L’adoption est simple lorsque l’adopté reste dans sa famille d’origine et conserve tous ses droits, notamment héréditaires.

L’adoption est plénière lorsqu’elle confère à l’enfant une filiation qui se substitue à sa filiation d’origine de sorte que l’adopté cesse d’appartenir à sa famille par le sang.

Les conditions de l’adoption plénière sont évidemment plus strictes que celles de l’adoption simple et exigent notamment un placement en vue de l’adoption.

Dans les deux cas, un consentement à l’adoption doit être donné soit par déclaration devant le Juge du Tribunal d’Instance du domicile de l’adoptant, soit devant un notaire.

Si l’adopté a plus de 13 ans, il doit consentir personnellement à son adoption.

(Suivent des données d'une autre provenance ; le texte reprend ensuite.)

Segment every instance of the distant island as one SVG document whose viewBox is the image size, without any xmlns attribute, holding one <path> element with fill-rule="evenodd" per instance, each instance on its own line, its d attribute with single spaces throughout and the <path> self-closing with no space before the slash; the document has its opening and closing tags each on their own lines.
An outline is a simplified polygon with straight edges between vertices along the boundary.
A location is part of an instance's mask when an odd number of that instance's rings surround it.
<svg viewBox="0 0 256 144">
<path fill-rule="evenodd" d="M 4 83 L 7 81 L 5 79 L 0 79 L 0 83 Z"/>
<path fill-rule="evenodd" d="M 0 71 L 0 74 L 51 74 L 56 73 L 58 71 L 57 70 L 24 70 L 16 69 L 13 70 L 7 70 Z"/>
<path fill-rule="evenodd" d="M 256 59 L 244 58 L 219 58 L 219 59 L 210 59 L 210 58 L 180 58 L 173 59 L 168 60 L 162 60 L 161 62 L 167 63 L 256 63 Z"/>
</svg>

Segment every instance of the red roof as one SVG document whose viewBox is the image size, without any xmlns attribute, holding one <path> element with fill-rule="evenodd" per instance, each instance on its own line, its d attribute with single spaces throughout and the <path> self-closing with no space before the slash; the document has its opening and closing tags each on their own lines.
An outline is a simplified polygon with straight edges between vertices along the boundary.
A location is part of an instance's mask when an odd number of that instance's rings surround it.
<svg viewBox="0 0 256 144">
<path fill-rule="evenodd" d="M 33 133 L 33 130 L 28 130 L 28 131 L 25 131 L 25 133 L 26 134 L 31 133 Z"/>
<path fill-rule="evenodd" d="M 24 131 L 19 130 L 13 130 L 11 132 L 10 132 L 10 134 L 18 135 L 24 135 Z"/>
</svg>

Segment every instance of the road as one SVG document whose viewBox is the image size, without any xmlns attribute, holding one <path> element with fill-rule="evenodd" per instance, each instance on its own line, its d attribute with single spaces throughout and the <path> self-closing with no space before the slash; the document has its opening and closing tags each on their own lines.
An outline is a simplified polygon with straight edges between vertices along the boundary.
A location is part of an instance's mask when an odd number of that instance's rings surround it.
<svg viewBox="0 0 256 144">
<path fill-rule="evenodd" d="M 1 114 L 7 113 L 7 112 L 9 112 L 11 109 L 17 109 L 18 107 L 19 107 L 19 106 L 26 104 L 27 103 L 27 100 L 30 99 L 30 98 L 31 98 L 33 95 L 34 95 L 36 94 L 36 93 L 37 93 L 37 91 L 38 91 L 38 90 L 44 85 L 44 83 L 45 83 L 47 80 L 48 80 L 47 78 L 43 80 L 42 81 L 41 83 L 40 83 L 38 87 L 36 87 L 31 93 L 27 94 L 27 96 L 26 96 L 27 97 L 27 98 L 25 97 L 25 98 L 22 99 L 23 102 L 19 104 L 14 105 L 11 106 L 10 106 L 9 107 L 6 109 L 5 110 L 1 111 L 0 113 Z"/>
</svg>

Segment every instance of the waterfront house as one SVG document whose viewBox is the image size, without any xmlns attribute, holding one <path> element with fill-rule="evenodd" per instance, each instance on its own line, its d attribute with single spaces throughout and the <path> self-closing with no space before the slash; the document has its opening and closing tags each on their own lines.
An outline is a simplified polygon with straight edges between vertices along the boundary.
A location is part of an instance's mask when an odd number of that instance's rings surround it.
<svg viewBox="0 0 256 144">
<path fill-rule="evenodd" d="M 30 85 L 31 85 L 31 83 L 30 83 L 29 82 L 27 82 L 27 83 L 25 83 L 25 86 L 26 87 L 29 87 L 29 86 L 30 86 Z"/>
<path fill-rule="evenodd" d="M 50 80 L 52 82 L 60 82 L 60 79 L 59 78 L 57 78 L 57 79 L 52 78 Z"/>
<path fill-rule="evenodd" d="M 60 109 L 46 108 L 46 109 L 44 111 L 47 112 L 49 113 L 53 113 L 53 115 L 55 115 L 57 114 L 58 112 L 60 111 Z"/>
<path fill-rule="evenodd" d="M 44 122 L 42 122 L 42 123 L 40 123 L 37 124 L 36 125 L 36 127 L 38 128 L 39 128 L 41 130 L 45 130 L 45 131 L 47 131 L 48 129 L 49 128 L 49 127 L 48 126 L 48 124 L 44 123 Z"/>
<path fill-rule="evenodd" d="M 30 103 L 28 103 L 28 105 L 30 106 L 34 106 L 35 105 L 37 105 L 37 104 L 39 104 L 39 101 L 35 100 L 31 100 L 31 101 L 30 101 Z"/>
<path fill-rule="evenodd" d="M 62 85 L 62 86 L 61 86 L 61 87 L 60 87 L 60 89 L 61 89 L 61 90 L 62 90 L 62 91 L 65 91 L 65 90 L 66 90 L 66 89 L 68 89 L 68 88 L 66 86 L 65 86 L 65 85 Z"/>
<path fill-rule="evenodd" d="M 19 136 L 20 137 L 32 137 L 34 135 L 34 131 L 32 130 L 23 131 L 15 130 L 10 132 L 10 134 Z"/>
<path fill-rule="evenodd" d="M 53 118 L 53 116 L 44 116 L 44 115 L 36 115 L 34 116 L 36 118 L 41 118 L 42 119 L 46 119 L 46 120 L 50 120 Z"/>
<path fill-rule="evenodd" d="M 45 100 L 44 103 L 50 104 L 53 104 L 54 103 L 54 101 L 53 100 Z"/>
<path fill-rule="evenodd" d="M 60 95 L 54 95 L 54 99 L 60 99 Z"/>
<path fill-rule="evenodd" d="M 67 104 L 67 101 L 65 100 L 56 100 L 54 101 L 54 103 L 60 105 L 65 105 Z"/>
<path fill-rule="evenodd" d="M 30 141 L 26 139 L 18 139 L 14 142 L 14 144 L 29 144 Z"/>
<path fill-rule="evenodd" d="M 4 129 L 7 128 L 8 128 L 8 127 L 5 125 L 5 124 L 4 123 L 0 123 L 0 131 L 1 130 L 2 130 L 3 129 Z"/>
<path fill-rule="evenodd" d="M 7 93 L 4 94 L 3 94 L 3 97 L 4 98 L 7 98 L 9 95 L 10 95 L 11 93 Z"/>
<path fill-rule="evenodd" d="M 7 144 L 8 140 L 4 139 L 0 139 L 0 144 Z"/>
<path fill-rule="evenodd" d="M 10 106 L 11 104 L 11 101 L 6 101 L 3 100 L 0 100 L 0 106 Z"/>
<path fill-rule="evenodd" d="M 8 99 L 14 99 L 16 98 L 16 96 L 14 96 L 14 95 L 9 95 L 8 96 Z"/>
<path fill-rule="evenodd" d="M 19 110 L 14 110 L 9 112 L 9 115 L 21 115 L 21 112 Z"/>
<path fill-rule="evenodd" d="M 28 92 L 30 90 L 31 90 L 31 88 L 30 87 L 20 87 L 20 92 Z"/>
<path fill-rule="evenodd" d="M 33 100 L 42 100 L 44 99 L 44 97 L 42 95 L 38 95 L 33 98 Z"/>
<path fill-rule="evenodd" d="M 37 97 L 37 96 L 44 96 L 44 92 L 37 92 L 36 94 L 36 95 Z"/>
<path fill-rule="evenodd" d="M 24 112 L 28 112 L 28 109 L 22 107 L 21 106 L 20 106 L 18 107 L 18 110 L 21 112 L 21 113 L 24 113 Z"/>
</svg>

Par contre, si l’adoption simple est permise quel que soit l’âge de l’adopté, l’adoption plénière n’est autorisée qu’au bénéfice des enfants âgés de moins de 15 ans, accueillis au foyer du ou des adoptants depuis au moins six mois.

Adoptions simples et plénières sont prononcées à la requête de l’adoptant par le tribunal de Grande Instance qui vérifie, outre les conditions de recevabilité, si la démarche est conforme à l’intérêt de l’adopté.